August 16, 2013
Even worse, Papa then started to write ambivalent love letters to Sara Murphy—was it real friendship or pure lust?—hinting at Gerald’s ambivalent sexuality. However much I worship Papa, this pissed me off. Gerald was not homosexual but had suggested in letters to Archibald MacLeish and to his own wife that there was a “weakness” in his sexuality: “I am not into savage sex.…” In other words, unlike Mussolini, he wouldn’t grab a woman, shove her up against a wall, and ravish her standing up. Although I’m not an expert, I don’t think his inability to screw a woman against a wall makes one a homo. Gerald had defined tragedy as a fear of life—and Papa pounced on that definition in one of his letters to Sara.
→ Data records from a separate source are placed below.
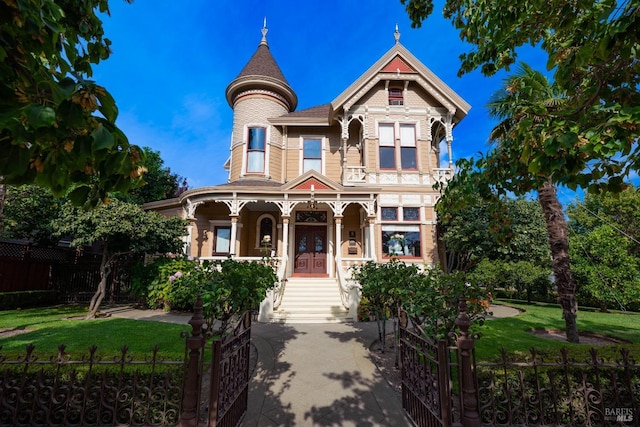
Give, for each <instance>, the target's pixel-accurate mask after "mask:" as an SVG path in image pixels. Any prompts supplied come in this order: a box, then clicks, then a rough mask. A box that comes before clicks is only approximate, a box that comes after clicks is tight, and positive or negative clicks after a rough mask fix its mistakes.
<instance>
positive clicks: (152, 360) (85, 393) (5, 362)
mask: <svg viewBox="0 0 640 427" xmlns="http://www.w3.org/2000/svg"><path fill="white" fill-rule="evenodd" d="M97 350H98V349H97V347H95V346H92V347H90V348H89V354H88V356H83V357H82V358H80V359H79V360H77V359H72V358H71V357H70V356H69V354H67V352H66V347H65V346H63V345H62V346H60V347H59V348H58V354H57V355H55V356H51V357H49V358H42V359H41V358H40V357H39V355H38V354H37V353H35V346H34V345H32V344H29V345H27V348H26V354H25V355H24V356H19V357H17V358H16V359H15V360H9V359H7V358H6V357H5V356H4V355H2V354H0V368H1V369H2V374H1V376H0V426H3V427H4V426H7V427H8V426H108V425H109V426H115V425H131V426H164V425H174V424H176V423H177V422H178V417H179V414H180V401H181V394H182V377H183V369H184V362H183V361H170V360H164V359H163V358H162V357H161V356H159V355H158V348H157V347H155V348H154V349H153V353H152V355H151V357H150V358H148V359H145V360H135V359H133V357H132V356H131V354H130V353H129V349H128V348H127V347H126V346H124V347H122V349H121V351H120V354H119V355H118V356H116V357H114V358H113V359H103V358H102V356H100V355H99V354H98V352H97Z"/></svg>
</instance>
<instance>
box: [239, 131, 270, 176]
mask: <svg viewBox="0 0 640 427" xmlns="http://www.w3.org/2000/svg"><path fill="white" fill-rule="evenodd" d="M257 127H260V128H264V129H265V136H264V137H265V141H264V172H262V173H261V172H247V162H248V157H249V151H248V148H249V128H257ZM270 146H271V126H269V125H267V124H264V123H247V124H245V125H244V126H243V129H242V169H241V171H242V172H241V174H240V176H241V177H245V176H247V175H249V176H251V175H263V174H264V176H269V163H270V162H269V151H270Z"/></svg>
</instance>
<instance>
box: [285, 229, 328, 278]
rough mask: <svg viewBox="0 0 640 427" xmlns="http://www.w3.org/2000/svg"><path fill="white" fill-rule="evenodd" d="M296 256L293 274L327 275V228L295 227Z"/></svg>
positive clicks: (309, 275)
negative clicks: (295, 237) (295, 229)
mask: <svg viewBox="0 0 640 427" xmlns="http://www.w3.org/2000/svg"><path fill="white" fill-rule="evenodd" d="M295 250H296V254H295V264H294V268H293V273H294V274H296V275H308V276H322V275H326V274H327V227H326V226H324V225H316V226H310V225H296V248H295Z"/></svg>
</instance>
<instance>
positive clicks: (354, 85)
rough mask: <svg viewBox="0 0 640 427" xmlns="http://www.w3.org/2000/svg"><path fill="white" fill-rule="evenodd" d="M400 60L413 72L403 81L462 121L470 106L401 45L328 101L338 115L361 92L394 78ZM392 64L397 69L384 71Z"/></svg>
mask: <svg viewBox="0 0 640 427" xmlns="http://www.w3.org/2000/svg"><path fill="white" fill-rule="evenodd" d="M400 60H401V62H403V63H404V64H405V65H406V66H407V67H408V68H409V69H411V70H414V72H413V73H410V72H407V73H405V75H404V77H403V78H404V79H405V80H413V81H416V82H418V83H419V84H420V85H421V86H422V87H424V88H425V90H426V91H427V92H429V93H430V94H431V96H433V97H434V98H435V99H437V100H438V101H439V102H441V103H442V105H443V106H444V107H445V108H447V110H448V112H449V114H451V115H453V116H454V117H455V121H456V122H457V121H460V120H462V118H464V116H466V115H467V113H468V112H469V110H470V109H471V106H470V105H469V104H468V103H467V102H466V101H465V100H464V99H462V98H461V97H460V96H459V95H458V94H457V93H455V92H454V91H453V90H452V89H451V88H450V87H449V86H447V85H446V84H445V83H444V82H443V81H442V80H440V79H439V78H438V76H436V75H435V74H434V73H433V72H432V71H431V70H429V69H428V68H427V67H426V66H425V65H424V64H423V63H422V62H420V60H418V58H416V57H415V56H414V55H413V54H412V53H411V52H409V51H408V50H407V49H406V48H405V47H404V46H402V45H401V44H400V43H396V44H395V45H394V46H393V47H392V48H391V49H389V50H388V51H387V53H385V54H384V55H383V56H382V57H381V58H380V59H379V60H378V61H377V62H376V63H375V64H373V65H372V66H371V67H370V68H369V69H368V70H367V71H366V72H365V73H364V74H362V75H361V76H360V77H359V78H358V80H356V81H355V82H353V83H352V84H351V85H350V86H349V87H348V88H347V89H345V90H344V91H343V92H342V93H341V94H340V95H338V97H337V98H335V99H334V100H333V101H332V102H331V105H332V107H333V111H334V112H340V111H341V110H343V109H344V110H349V109H350V108H351V107H352V106H353V104H355V103H357V101H358V99H359V98H360V97H361V96H362V95H364V93H366V92H367V91H368V90H370V89H371V87H373V86H374V85H375V84H376V83H377V82H379V81H380V80H381V79H385V78H391V77H392V74H393V75H397V73H398V70H397V69H398V68H399V65H400ZM394 61H398V62H394ZM392 63H393V64H395V65H396V67H395V68H393V69H387V67H390V65H391V64H392ZM385 70H386V71H385Z"/></svg>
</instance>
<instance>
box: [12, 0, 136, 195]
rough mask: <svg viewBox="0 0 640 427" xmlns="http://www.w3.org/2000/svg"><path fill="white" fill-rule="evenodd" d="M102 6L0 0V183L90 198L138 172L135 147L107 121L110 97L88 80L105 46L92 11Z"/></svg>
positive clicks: (50, 2) (129, 180) (108, 52)
mask: <svg viewBox="0 0 640 427" xmlns="http://www.w3.org/2000/svg"><path fill="white" fill-rule="evenodd" d="M108 12H109V9H108V1H107V0H88V1H78V0H69V1H54V0H5V1H2V2H0V151H1V152H2V156H0V176H1V177H2V182H3V183H6V184H26V183H33V184H36V185H38V186H41V187H46V188H49V189H51V191H52V193H53V194H54V195H55V196H62V195H68V197H69V198H70V199H71V200H72V201H73V202H74V203H76V204H80V205H82V204H86V205H96V204H98V203H99V202H100V200H102V199H104V198H105V196H106V194H107V192H110V191H121V192H125V191H126V190H127V189H128V188H129V187H131V186H132V185H134V184H135V183H136V182H137V181H138V179H139V177H140V176H141V174H142V173H143V172H144V169H143V167H142V166H141V160H142V157H143V153H142V150H140V149H139V147H137V146H135V145H131V144H129V142H128V140H127V138H126V136H125V135H124V134H123V132H122V131H121V130H120V129H119V128H118V127H117V126H116V124H115V122H116V118H117V116H118V109H117V107H116V104H115V101H114V99H113V97H112V96H111V95H110V94H109V92H108V91H107V90H106V89H105V88H104V87H102V86H100V85H98V84H97V83H96V82H94V81H92V80H90V78H91V76H92V65H93V64H98V63H99V62H100V61H102V60H105V59H107V58H108V57H109V54H110V53H111V51H110V45H111V42H110V41H109V39H108V38H106V37H105V35H104V29H103V26H102V21H101V20H100V17H99V16H98V14H99V13H108ZM69 190H71V191H70V192H69V193H68V191H69ZM67 193H68V194H67Z"/></svg>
But Sara didn’t bite—unlike the six-foot sailfish we caught just off Kyparissi that we hauled on deck and was mercifully killed by the crew instantly. We dined on it that evening.
My interpretation of Gerald’s letters and his fears were not those of Papa, but those of an artist. His impersonal precision of a watch, an engine room, or a liner’s smokestack shocked even the modernists of the time. Gerald, like Scott Fitzgerald, was evoking the past with a resonance of the new and mechanical. The cult of the machine was very American and it fit Gerald perfectly. His canvasses were large, almost billboard-like. Only four remain, which is a tragedy.
But back to the present. Someone onboard said that there was no unhappy love before people had sex. It sounded profound but was merely a thrown-up remark with no meaning. I said the real tragedy of Greece is that no one ever learns anything from the past. Journalism is as yellow as before, just as corrupt as before, and just as inaccurate. We wallow in lies like the Arabs do, but unlike them we call ourselves Europeans. We are nothing of the kind. The only thing we inherited from the ancient ones is envy. We have no Pericles, no Miltiades, no Themistocles, but plenty of Alcibiadeses. We lie and lie to cover up our lies, but then we write that we are like our ancestors, which is the greatest lie of all.
(P.S.: I enclose a pic of the fish I caught so you won’t think I’m a liar like the rest of my countrymen.)